This is a good time to start thinking about what to do in your backyard for birds in the spring.
Instead of cleaning it all up, how about thinking differently about that dead wood? About 85 North American birds use dead trees (snags) to nest in – and they aren’t all woodpeckers! Owls, Chickadees, Bluebirds, Nuthatches, American kestrel all like to take over nesting holes in dead trees…as do some ducks. Wait – ducks?? Bufflehead and Wood ducks nest near or over the water in excavated holes from which the babies jump out within the first 24 hours! Most wooded areas are cleared of dead wood, so many of these species find suitable nesting spots hard to come by, and as a result, their numbers are declining. Now you might not have a pond or a forest in your backyard, but that doesn’t mean birds aren’t longing for an occasional pile of limbs or a snag.
Dead trees are also an important source of food for birds as there are a number of beetles and other insects which inhabit them. And a pile of sticks and tree limbs is a source of safety for small birds avoiding a predator, a good place to break the cold winds in winter and small sticks and dead grass can be a source of nesting material. Combine leaving some of this in your yard with native plantings, and you will find your backyard to be a very attractive spot for a greater variety of birds!

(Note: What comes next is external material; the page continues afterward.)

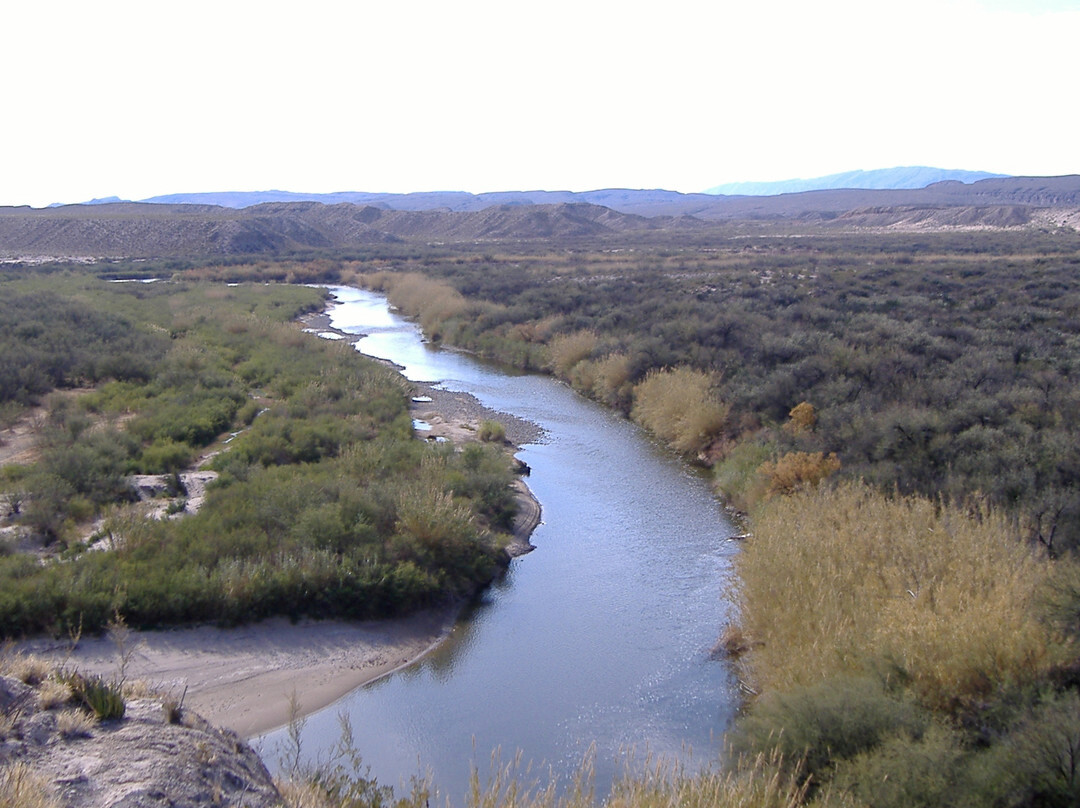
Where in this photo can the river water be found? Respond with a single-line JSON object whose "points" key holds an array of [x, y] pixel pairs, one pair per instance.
{"points": [[597, 643]]}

Obviously you need to take down trees that pose a safety issue, but if you have any snags that don’t pose a risk, consider keeping them. You might discover that they have nest sites already excavated and you may find there are some active nests. Depending on where you live, some birds may be nesting already, so if you do decide a tree needs to be taken down, check to ensure there are no nesting birds inside it or in its branches. If you don’t have any snags on your property, consider keeping a pile of tree branches near the feeder so birds can escape from a predator attack. Of course, you can always provide bird houses if you don’t have any suitable natural homes. But if you do have the ability to provide natural homes, aka dead trees, take advantage of it and give the birds in your backyard a special treat.